Finding Evidence-Based Information

Finding Evidence-Based Information: Hierarchy of Resources
by Clista Clanton

Success in delivering evidence-based health care relies heavily on the ready availability of current best evidence about diagnosis, treatment, and prevention options for health disorders, ideally tailored to the characteristics and context of the individual patient or population and the resources of the provider.”1

Finding evidence-based information for patient care decisions can be a daunting task to even the most experienced searcher. The Biomedical Library has 35 different databases and information sources listed on its “Database” web page, and these are not all that are available, but rather the ones most used by our students, faculty and staff. While each database has its own unique set of strengths depending on your information need, a useful system for finding evidence-based information has been proposed in the “5S” model developed by Brian Haynes of McMaster University.

The 5S Model: When searching for information, this model suggests starting at the highest level of resources available to you.
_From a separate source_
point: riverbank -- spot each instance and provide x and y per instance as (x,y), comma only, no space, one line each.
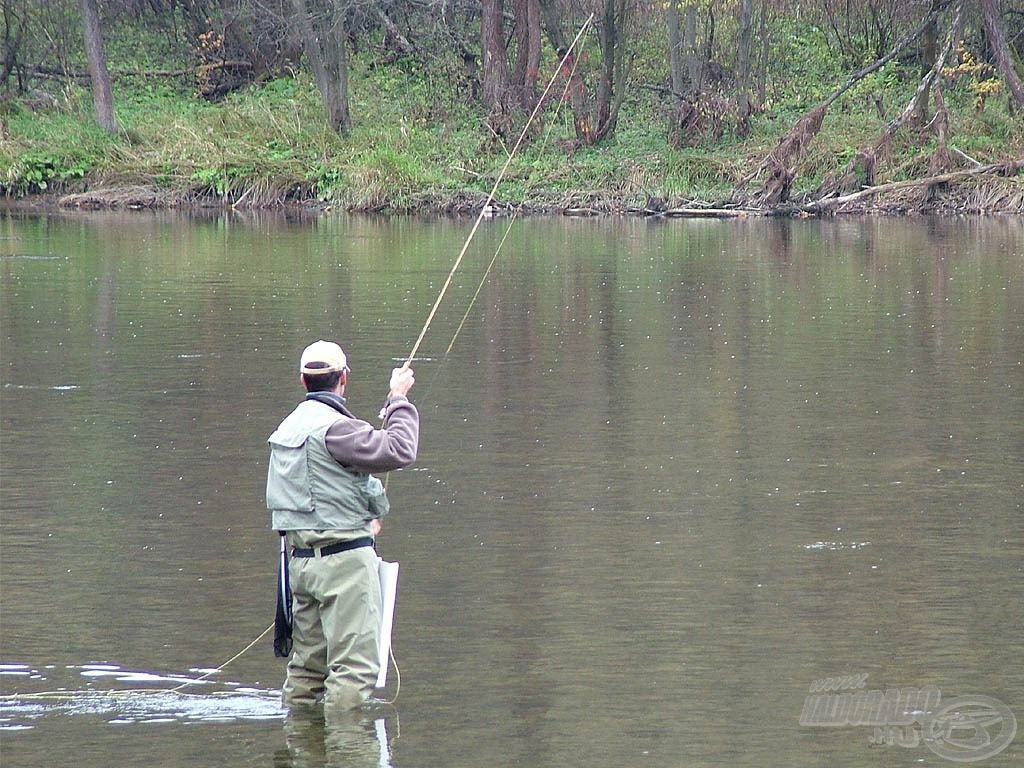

Since the University’s health system does not currently have patient electronic medical records with built-in decision support systems, the “Summaries” category would be the starting point. Biomedical Library resources that fit into this category include Dynamed, ACP Pier, and Clinical Evidence. These resources provide regularly updated summaries that integrate evidence-based information for specific clinical problems. Additionally, the review process used to compile the summary should be explicitly stated. Also included in this category would be evidence-based clinical guidelines such as those found in the National Guideline Clearinghouse.

If a summary does not exist for the condition or clinical problem you need, then the next level of information sources would be “Synopses”. These resources provide critically appraised abstracts of summaries or single studies and usually discuss the clinical applicability of the study findings. Library resources in this category include the ACP Journal Club, Evidence-Based Nursing, Evidence-Based Child Health, Evidence-Based Mental Health, DARE (Database of Abstracts of Reviews of Effect) and federated search engines such as TRIP (Turning Research into Practice).

If the information needed cannot be found in either the Summaries or Synopses levels, then the next line of resources are known as “Syntheses”. These are systematic reviews such as the Cochrane reviews. Other compilers of or sources for finding systematic reviews are the Joanna Briggs Institute, Clinical Evidence, PubMed, CINAHL, and TRIP.

At the very bottom of the 5S pyramid are the individual studies which are indexed in databases such as PubMed and CINAHL; this is not a reflection on the importance of these databases, but more so a reflection on the other information resources found higher up in the pyramid that provide value added services by having already located, synthesized and critically appraised the best available evidence they deliver. Databases such as PubMed and CINAHL continue to provide the very important function of powerful search engines that access the abstracts of the vast amount of the health science journal literature; yet when using these two resources, it is still up to the searcher to locate, synthesize, and critically appraise the information they find, thus making these a lower form of information sources.

As is the nature of pyramids (narrow at the top and broad at the bottom), information sources at the higher levels may not provide coverage of the clinical problem you are addressing, making it necessary to look at the lower, yet more comprehensive in coverage, levels. However, starting with the higher levels can yield great payoffs in terms of time saved and confidence in the information found, making them the best place to start in your search.

The 5S model is evolving, and the September 2009 edition of ACP Journal will include an editorial by Brian Haynes discussing fine-tuning the 5S model into a 6S Model.

1 Haynes, RB. Of studies, summaries, synopses, and systems: the “5S” evolution of information services for evidence-based healthcare decisions. ACP J Club 2006;145:A-8.